The identification of AI-generated content becomes more challenging when only certain portions of a text are AI-generated. In these cases, we hypothesize that the grammatical statistics of the text would fall between those of purely human-written and purely AI-generated texts.
Conventional AI detection techniques, such as those proposed by Opara et al. (2024) [
12], Alamleh et al. (2023) [
13], and Guo et al. (2024) [
15], primarily rely on easily extractable textual features, such as emotional tone or subjectivity. These methods typically involve counting specific words or identifying recurring patterns within the text. However, because such features are straightforward to modify, AI systems can readily alter them through techniques like humanization.

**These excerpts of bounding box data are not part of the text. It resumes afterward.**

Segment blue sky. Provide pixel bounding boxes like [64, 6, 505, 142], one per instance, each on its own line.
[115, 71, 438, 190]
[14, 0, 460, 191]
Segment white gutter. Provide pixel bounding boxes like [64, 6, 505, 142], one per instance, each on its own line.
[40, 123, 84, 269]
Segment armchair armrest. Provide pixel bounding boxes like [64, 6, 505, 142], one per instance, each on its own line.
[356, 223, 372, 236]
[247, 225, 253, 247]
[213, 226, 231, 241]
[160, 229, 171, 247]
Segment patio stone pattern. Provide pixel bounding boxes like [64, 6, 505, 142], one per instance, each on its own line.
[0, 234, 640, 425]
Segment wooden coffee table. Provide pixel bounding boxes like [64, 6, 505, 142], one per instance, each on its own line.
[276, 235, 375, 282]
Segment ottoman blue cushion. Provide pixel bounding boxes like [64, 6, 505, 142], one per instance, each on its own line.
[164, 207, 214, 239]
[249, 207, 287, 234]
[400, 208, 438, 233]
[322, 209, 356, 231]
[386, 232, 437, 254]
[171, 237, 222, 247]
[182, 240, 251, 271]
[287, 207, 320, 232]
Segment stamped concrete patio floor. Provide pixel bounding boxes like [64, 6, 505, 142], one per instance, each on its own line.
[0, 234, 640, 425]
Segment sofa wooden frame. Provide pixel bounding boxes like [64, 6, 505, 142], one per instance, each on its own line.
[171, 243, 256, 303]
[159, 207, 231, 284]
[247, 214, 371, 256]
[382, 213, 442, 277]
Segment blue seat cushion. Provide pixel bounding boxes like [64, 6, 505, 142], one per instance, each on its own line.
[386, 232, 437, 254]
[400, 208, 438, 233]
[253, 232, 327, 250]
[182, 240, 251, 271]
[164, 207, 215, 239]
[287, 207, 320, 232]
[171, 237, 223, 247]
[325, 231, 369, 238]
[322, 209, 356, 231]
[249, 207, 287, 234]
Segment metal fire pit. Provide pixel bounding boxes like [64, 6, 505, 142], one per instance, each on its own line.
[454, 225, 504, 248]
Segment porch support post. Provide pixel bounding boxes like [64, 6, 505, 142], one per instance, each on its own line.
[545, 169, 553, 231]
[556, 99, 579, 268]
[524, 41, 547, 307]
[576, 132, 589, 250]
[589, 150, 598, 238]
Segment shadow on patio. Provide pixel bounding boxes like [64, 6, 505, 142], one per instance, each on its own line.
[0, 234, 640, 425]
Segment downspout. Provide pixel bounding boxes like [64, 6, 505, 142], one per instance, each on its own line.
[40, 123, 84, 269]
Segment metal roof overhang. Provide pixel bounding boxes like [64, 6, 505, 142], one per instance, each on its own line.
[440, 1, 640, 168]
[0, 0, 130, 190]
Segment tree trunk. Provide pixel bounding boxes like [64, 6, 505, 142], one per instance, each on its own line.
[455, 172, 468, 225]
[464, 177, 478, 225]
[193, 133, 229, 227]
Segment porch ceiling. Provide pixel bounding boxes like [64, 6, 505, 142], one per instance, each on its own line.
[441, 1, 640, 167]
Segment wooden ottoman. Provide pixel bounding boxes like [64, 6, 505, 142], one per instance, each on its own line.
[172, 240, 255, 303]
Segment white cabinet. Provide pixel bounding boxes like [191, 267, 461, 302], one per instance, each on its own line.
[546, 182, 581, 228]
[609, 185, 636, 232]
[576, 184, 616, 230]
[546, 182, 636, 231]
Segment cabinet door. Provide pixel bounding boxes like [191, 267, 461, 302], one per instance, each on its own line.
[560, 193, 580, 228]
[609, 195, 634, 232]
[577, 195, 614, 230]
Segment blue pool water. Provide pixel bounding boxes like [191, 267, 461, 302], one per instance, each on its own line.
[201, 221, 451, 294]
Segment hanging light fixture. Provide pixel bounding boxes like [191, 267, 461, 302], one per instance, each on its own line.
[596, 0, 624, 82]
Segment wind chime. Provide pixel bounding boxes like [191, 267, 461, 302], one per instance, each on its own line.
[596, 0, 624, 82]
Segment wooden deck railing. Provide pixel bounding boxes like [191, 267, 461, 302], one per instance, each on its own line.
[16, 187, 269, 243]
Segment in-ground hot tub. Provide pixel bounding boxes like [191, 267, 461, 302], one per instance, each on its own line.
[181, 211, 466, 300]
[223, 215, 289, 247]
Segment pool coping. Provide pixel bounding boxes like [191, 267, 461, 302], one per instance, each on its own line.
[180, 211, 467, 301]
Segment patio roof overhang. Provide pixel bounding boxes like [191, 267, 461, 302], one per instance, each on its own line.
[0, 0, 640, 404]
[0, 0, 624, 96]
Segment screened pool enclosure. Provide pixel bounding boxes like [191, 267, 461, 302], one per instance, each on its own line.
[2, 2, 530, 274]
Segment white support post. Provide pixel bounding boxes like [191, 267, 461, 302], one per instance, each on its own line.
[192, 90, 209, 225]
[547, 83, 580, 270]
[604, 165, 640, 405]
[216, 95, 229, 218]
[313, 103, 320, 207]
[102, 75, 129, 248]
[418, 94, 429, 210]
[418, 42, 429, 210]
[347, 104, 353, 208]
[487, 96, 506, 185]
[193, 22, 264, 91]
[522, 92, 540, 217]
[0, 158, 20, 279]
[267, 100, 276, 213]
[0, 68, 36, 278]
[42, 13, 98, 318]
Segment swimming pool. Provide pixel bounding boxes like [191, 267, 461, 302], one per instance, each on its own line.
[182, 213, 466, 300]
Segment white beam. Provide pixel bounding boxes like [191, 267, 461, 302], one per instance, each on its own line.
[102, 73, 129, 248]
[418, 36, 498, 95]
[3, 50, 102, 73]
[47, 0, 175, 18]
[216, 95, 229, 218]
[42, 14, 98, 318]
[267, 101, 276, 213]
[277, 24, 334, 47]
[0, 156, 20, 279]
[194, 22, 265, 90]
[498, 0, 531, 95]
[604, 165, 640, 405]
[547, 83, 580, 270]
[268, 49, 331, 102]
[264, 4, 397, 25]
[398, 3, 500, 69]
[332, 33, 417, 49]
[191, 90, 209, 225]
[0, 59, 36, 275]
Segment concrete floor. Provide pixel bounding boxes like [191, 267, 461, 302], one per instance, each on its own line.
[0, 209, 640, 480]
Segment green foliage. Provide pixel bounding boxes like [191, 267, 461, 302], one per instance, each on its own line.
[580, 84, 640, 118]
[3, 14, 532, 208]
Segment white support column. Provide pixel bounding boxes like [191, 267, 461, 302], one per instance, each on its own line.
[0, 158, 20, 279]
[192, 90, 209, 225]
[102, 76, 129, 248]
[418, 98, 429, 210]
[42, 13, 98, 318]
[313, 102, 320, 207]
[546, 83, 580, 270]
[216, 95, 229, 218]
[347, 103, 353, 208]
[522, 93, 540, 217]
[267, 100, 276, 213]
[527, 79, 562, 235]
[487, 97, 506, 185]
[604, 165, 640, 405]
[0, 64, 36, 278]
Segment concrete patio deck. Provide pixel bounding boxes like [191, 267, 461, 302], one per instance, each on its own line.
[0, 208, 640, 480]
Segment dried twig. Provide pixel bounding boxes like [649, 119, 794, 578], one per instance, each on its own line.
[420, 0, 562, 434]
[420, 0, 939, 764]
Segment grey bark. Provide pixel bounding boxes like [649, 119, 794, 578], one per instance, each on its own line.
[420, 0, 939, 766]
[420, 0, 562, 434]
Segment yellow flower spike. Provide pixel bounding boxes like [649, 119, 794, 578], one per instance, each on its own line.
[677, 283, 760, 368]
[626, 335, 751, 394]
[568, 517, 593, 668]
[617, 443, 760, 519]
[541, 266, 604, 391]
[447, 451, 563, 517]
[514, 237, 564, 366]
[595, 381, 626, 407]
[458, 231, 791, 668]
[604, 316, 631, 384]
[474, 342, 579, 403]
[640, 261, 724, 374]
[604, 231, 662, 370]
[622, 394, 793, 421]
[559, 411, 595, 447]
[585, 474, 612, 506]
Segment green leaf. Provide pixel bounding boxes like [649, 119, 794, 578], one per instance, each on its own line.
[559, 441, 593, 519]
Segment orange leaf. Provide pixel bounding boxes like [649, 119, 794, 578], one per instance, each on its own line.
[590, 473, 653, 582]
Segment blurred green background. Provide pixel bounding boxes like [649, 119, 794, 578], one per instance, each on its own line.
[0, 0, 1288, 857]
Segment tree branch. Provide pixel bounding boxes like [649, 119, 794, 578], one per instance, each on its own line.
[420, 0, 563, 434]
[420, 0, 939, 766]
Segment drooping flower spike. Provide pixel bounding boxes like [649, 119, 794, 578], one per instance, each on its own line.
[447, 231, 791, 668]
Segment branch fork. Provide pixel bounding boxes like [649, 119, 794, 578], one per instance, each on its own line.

In contrast, our approach relies on features that require a complete parsing of sentences. Given that all analyzed large language models (LLMs), regardless of whether they are older or more recent, exhibit consistent grammatical properties, we posit that these properties are characteristic of machine-generated writing. While it may be possible to instruct an LLM to emulate human-like grammar, doing so would fundamentally alter the model’s writing style. Post-processing an existing text to retrospectively modify its grammar could also be feasible, but it presents significant challenges. Specifically, ensuring that the original content remains unchanged while modifying the syntactic structure, particularly the occurrence of nouns and their syntactic relationships, would be difficult to achieve.
In this study, we compared two corpora based on the cosine similarity of their grammatical feature vectors. If the cosine similarity between a given corpus and a machine-generated corpus is higher than that between the given corpus and a human-written corpus, the given corpus can be classified as machine-generated. However, we did not currently compute confidence scores for these classifications, which would be crucial for practical applications. Additionally, we have not yet evaluated the reliability of our method in comparison to other AI-based detection mechanisms. These limitations will be addressed as the method is further refined for real-world implementation.
Future research will aim to extend the parser’s capabilities to encompass all grammatically correct German sentences rather than only a subset. In combination with the reduction in false interpretations of sentences, the sentences needed for an AI detection would reduce significantly. Furthermore, integrating the strengths of both rule-based and neural methodologies appears to be a promising direction for future developments.